Select to view content in your preferred language

Geodatabase vs database effective differences in ArcGIS Enterprise

4588
9
Jump to solution
02-23-2022 04:32 PM
Jay_Gregory
Frequent Contributor

I'm curious if  anyone can tell me the capability differences between a feature service or map service based on a feature class in an enterprise geodatabase vs from a feature class stored in an traditional database. 

Lets say I have two PostgreSQL databases: one is an Esri "enterprise geodatabase" and one is just an PostgreSQL out of the box database.  Each database has a table in it - the enterprise geodatabase has a point feature class, the regular database has a table with a latitude and longitude field.  I can publish map / feature services from each of these - there are a couple different steps to publishing off the table in the regular database (specify coordinate system and x,y fields) but they both result in a map and feature service.  Is there any difference between the services?

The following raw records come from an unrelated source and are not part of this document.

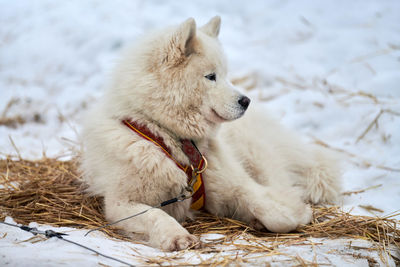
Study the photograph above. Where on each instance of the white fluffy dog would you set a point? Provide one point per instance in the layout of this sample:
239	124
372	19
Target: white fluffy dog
168	90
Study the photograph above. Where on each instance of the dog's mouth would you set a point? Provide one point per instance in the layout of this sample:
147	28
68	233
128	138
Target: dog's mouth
215	117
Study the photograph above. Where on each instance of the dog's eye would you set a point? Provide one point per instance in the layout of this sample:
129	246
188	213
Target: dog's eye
211	76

In general, what functionality might I lose by hosting data in a regular database vs enterprise geodatabase for the purposes of publishing map and feature services?

0 Kudos
2 Solutions

Accepted Solutions
VinceAngelo
Esri Esteemed Contributor

ArcGIS tools can read and write to PostgreSQL databases natively. No additional client library/configuration is required (unlike all the other supported databases).  I just finished a seven year stint as a PG DBA with a group that didn't want to use enterprise geodatabase functionality, but did want hundreds of millions of rows of spatial data in ArcGIS Server services. This worked fine on a query basis. All the editing was done through SQL, or by uploading file geodatabase snapshots via FeatureClassToGeodatabase, then using SQL to drive updates.  If you are using ArcGIS Enterprise to render the data, the difference between QueryLayer layers and EGDB FeatureClass layers is pretty subtle.  But if you try to use an UpdateCursor or edit through ArcGIS on a non-enabled database, and you're used to an EGDB, you are not likely to enjoy it. 

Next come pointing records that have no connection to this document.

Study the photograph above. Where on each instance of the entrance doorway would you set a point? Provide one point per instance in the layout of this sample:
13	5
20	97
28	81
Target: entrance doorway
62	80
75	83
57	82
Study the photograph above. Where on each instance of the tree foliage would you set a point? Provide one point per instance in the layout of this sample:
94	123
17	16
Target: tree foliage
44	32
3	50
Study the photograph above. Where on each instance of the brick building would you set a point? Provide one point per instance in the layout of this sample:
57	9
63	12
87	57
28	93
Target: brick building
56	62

I'm not going to argue that an EGDB isn't useful, just that it isn't required in all situations.  You need to evaluate your situation. I've been using enterprise geodatabase since SDBE 1.2.1, and been a GIS DBA for over 33 years, so my view is somewhat unique. One colleague once commented that I could run every version of SDE from 2.0 to 9.3 simultaneously, on a toaster oven (but that wasn't true -- the toaster oven didn't have enough RAM for more than four active database instances). It all depends on what the application demands require [and, I should add, what the DBA is capable of supporting -- Sometimes this is just a bit of training away, others can grow into it on the job, working with geospatial types.]

- V

View solution in original post

Jay_Gregory
Frequent Contributor

@VinceAngelo - thanks for this thoughtful response - it's along the lines of what I assumed but glad to have a PG DBA's validation.  Sounds like "not a lot of differences if you're just querying vector based data."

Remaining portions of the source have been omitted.